Idaho’s Medicaid expansion may help businesses.  According to the Idaho Association of Commerce and Industry, a decision not to broaden Medicaid’s reach would cost between  $12.3 million to $18.5 million a year in penalties for large companies that don’t insure their employees and unspecified amounts for other businesses as their insurance and taxes continue to subsidize care for the uninsured.

The Affordable Care Act required states to expand their Medicaid programs, though last year’s Supreme Court decision made that expansion optional.  At any point Idaho can decide to offer Medicaid to its poorest adults, but lawmakers have made no moves toward expanding the program by next year.  Under the expansion, a single person working 30 hours a week at minimum wage or less, would qualify for Medicaid coverage.

Idaho has the largest portion of minimum-wage workers in the nation, with about 1 in 13 employees earning minimum wage ($7.25 hourly) or less.  Many can’t afford health insurance and starting in 2015, employers may face the choice between offering them insurance or paying a large fine.  Businesses with 50 or more full-time equivalent employees must offer health insurance benefits starting in 2015 or be subject to federal tax penalties.

If their employees qualify for Medicaid, the businesses wouldn’t have to provide health benefits and would avoid the fines.  Idaho’s decision on Medicaid expansion could provide a multimillion-dollar savings for the state’s businesses since many full-time employees would qualify.   Right now, there are few who qualify, leaving them uninsured and their employers facing huge fines in the future. 

According to U.S. Census Bureau data from 2009, about 91,000 Idaho residents between ages 18 and 64 had incomes low enough to qualify Medicaid under an expanded system.   Nearly half of them were without any insurance coverage.

The Medicaid program would gain thousands of patients, many with untreated chronic illnesses.
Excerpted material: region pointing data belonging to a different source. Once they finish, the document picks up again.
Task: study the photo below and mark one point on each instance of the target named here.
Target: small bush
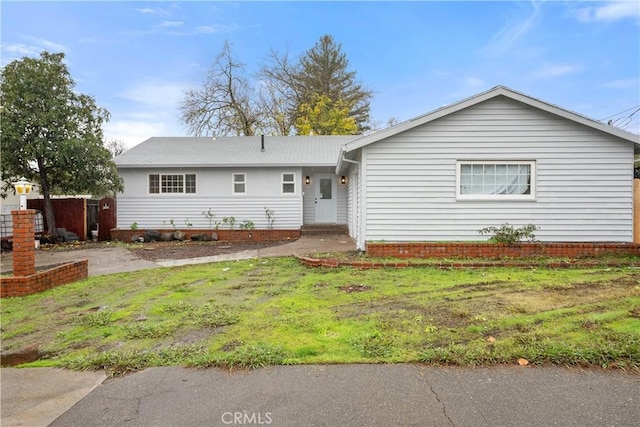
(373, 345)
(508, 234)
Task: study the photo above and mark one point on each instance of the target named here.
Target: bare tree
(285, 90)
(226, 104)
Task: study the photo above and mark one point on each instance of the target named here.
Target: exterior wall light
(23, 187)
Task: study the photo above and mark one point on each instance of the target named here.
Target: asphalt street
(362, 395)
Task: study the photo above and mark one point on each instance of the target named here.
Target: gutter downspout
(359, 202)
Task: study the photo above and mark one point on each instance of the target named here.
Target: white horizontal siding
(583, 177)
(213, 191)
(157, 212)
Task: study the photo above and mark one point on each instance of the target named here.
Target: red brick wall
(19, 286)
(124, 235)
(493, 250)
(24, 251)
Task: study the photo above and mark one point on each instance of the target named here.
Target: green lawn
(274, 311)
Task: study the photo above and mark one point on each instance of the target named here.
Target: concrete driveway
(111, 259)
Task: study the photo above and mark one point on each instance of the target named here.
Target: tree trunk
(46, 194)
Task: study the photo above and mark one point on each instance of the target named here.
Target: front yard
(252, 313)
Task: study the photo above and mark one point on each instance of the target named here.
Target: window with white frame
(288, 183)
(495, 180)
(239, 183)
(172, 183)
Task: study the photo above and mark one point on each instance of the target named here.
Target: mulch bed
(154, 251)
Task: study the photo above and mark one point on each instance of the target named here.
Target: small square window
(288, 183)
(172, 183)
(239, 183)
(190, 183)
(154, 184)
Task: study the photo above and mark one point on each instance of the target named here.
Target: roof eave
(484, 96)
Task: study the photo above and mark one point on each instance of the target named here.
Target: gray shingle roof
(234, 151)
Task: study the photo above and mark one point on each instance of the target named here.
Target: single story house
(496, 157)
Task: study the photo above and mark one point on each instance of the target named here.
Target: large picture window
(172, 183)
(497, 180)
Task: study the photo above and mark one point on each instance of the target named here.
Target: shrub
(508, 234)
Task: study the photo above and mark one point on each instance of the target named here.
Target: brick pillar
(24, 251)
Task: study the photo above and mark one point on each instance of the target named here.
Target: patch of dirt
(354, 288)
(154, 251)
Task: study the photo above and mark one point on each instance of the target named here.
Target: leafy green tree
(324, 70)
(323, 116)
(232, 103)
(50, 134)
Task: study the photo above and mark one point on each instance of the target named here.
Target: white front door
(325, 198)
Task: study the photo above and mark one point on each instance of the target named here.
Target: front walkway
(109, 260)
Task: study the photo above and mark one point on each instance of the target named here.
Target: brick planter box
(19, 286)
(125, 235)
(494, 250)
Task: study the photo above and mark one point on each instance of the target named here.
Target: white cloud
(51, 46)
(555, 70)
(165, 24)
(622, 83)
(157, 95)
(473, 82)
(513, 30)
(152, 110)
(20, 49)
(609, 11)
(133, 132)
(152, 11)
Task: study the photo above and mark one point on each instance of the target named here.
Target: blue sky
(138, 58)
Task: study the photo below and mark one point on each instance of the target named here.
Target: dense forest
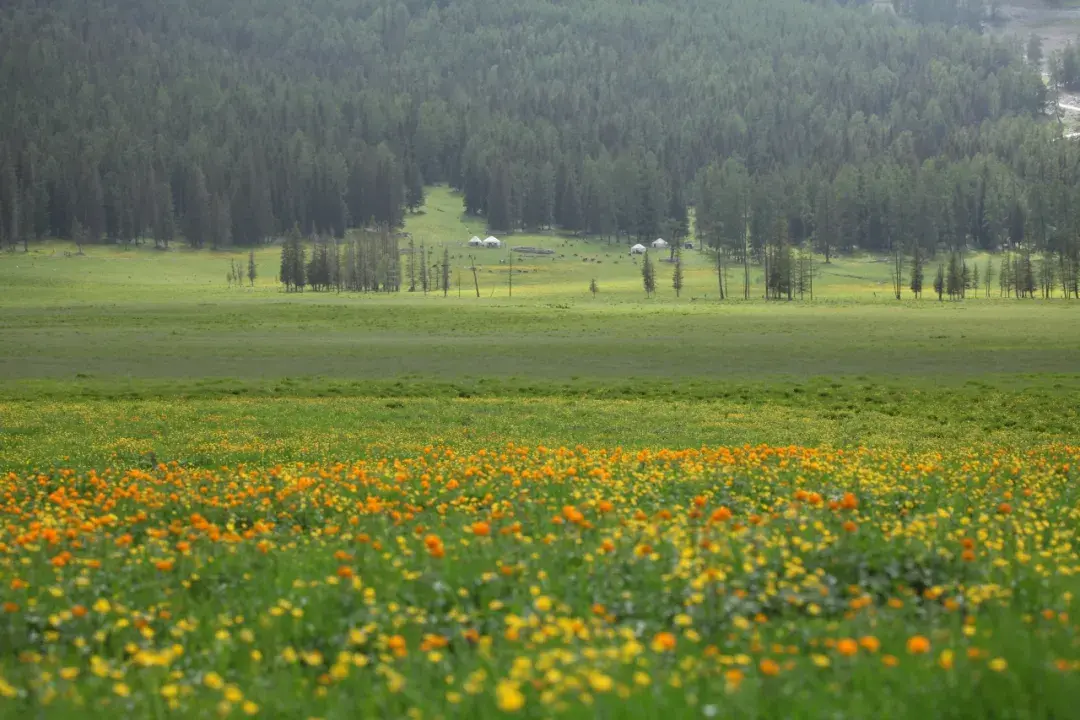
(783, 122)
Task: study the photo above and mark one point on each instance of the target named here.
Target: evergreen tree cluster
(366, 261)
(227, 123)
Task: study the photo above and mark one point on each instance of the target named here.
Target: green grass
(254, 374)
(153, 409)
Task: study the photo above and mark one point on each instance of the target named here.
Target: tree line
(220, 124)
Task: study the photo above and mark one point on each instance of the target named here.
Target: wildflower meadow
(530, 581)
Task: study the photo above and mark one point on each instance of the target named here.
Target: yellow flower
(8, 690)
(508, 696)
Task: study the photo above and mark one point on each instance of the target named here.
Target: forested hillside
(229, 122)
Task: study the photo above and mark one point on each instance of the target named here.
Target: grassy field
(234, 501)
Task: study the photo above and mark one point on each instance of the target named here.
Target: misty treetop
(229, 123)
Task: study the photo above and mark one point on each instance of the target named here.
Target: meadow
(228, 501)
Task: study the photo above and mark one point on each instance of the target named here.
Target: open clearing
(238, 501)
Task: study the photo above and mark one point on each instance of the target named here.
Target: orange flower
(869, 642)
(663, 642)
(397, 646)
(847, 647)
(720, 514)
(918, 644)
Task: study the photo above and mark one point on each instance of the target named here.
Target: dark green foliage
(677, 270)
(918, 266)
(232, 122)
(648, 275)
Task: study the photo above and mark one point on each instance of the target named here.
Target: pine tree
(446, 270)
(78, 234)
(410, 268)
(648, 275)
(677, 271)
(285, 272)
(424, 282)
(917, 271)
(954, 277)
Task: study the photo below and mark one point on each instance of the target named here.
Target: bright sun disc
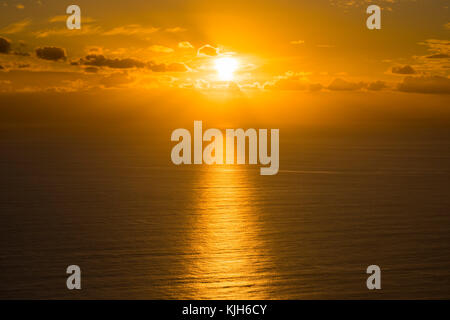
(225, 68)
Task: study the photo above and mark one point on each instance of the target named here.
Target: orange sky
(306, 46)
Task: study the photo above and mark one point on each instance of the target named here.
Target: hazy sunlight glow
(225, 68)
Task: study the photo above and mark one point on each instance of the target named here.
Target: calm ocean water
(140, 227)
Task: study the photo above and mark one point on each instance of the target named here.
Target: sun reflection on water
(229, 258)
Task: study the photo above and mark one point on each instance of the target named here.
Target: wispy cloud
(131, 29)
(16, 27)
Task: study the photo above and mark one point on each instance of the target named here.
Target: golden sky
(308, 46)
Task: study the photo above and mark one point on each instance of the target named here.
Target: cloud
(290, 81)
(175, 30)
(5, 45)
(339, 84)
(185, 45)
(162, 67)
(425, 84)
(131, 29)
(439, 56)
(99, 60)
(208, 50)
(161, 49)
(16, 27)
(436, 61)
(85, 30)
(51, 53)
(377, 85)
(64, 19)
(403, 70)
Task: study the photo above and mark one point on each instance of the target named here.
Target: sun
(225, 68)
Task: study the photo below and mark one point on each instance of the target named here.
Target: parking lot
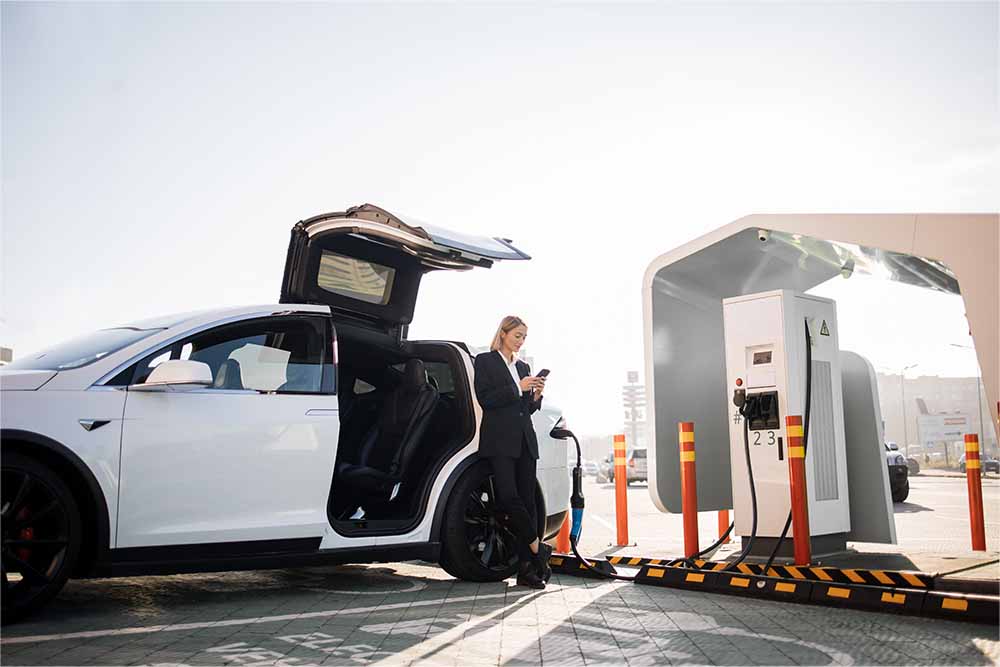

Federal taxpayers would pay 100 percent of the cost for the first few years, then shift slowly to the state, with the state required to pick up 10 percent starting in 2020.  If Idaho based businesses don’t offer low-premium plans to workers, they may be fined thousands of dollars for each employee who buys a subsidized health plan to comply with the rule that all Americans be insured—a substantial cost that could force many businesses to close their doors.